But the problem is probably not empires, but tribes. Well before any empires, likely ancient, simple tribal antagonisms were the major root of this. Recall for example that the (N) African tribes Israel, are the origins of Judaism. In fact I hypothesize that tribal provinciality and ethnocentrism/ tribal rivalries, are actually one main root of religion in general.

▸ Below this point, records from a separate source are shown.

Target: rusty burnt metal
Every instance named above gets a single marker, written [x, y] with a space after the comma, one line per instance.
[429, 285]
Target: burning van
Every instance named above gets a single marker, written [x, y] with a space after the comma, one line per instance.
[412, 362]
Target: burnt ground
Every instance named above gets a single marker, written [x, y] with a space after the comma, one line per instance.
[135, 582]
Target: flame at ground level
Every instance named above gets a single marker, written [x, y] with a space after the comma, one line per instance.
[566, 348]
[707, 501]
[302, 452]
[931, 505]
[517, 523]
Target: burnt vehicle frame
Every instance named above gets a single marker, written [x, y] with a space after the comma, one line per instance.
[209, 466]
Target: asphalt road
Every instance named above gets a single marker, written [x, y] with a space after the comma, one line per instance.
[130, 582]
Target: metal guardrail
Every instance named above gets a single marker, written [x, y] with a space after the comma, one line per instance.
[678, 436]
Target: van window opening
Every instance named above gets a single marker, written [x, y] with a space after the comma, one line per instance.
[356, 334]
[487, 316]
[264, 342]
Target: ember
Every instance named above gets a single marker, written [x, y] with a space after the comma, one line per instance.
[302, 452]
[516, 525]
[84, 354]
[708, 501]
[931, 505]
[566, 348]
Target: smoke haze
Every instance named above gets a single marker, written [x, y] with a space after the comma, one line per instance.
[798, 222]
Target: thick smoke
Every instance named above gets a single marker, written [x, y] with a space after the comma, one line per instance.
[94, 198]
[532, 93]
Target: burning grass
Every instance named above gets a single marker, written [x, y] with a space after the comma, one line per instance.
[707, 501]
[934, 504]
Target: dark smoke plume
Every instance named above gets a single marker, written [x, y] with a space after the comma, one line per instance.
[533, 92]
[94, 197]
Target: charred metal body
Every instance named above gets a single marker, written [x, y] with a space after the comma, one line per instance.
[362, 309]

There are many causes for the religious-related wars we see. But curiously the problems that generate wars, seem to come to a head in, and be exemplified, by religions. Which in turn come from tribal provinciality. It all comes to a head in religion though. Tribes, in their insistence on just their own god or lord, and no other, seem designed to perfectly express ethnocentric xenophobic antagonism to all other cultures, outside your own tribe. And these tribal antagonisms, expressed in their conflicting religions, see perfectly designed to generate one war after another.

The Bible warned that there are many "false" things, even diabolical things, in religion. And that is what we see that here.

Ironically, the very institutions and religions that often claim to engender "peace," are in effect the focal point, the main instigator, for war. And particularly and typically, genocidal murders, of different peoples.

Allah ideally, would be "merciful," to the point of continually espousing peace; even with other religions and peoples. But in actual practice? Many of the religious texts head in the opposite direction to that. Even the "gentle prophet," Jesus.

 

truebrit71

(20,805 posts)
5. That's actually a very good question....
Wed Oct 8, 2014, 07:03 PM
Oct 2014

Affleck was way off base, completely missed the point both Harris and Maher were making, and then he proved it for them by suggesting that they were being racist.

I actually think Affleck wasn't so much hostile, but rather half-potted...

Brettongarcia

(2,262 posts)
14. I met Ben Affleck and Matt Damon in an Austin coffee house, c. 1996 and/or earlier.
Thu Oct 9, 2014, 11:12 AM
Oct 2014

They were both intellectual enough at the time to be above flagrant political correctness. But we were all in a coffee house after all.

We'd all lived in Boston too; where you see a pretty well-formed labor-union socialism.

Reasonably nice guys though.

Saw him in a recent Charlie Rose interview. To me Affleck just seems a little stressed lately; from all the movies he's acting in, and directing.

Sounds like he's done about a thousand interviews, in a thousand days. And to get through it he's resorting to a machinegun delivery of over-familiar lines.

Answers like bullets.


Kalidurga

(14,177 posts)
6. I don't think Ben did very well with the debate...
Wed Oct 8, 2014, 07:43 PM
Oct 2014

He made some good points, but he was way too wound up. I don't think he was particularly attacky though, he was too ineffective for that and he didn't listen very well. Sam is being overly sensitive IMO.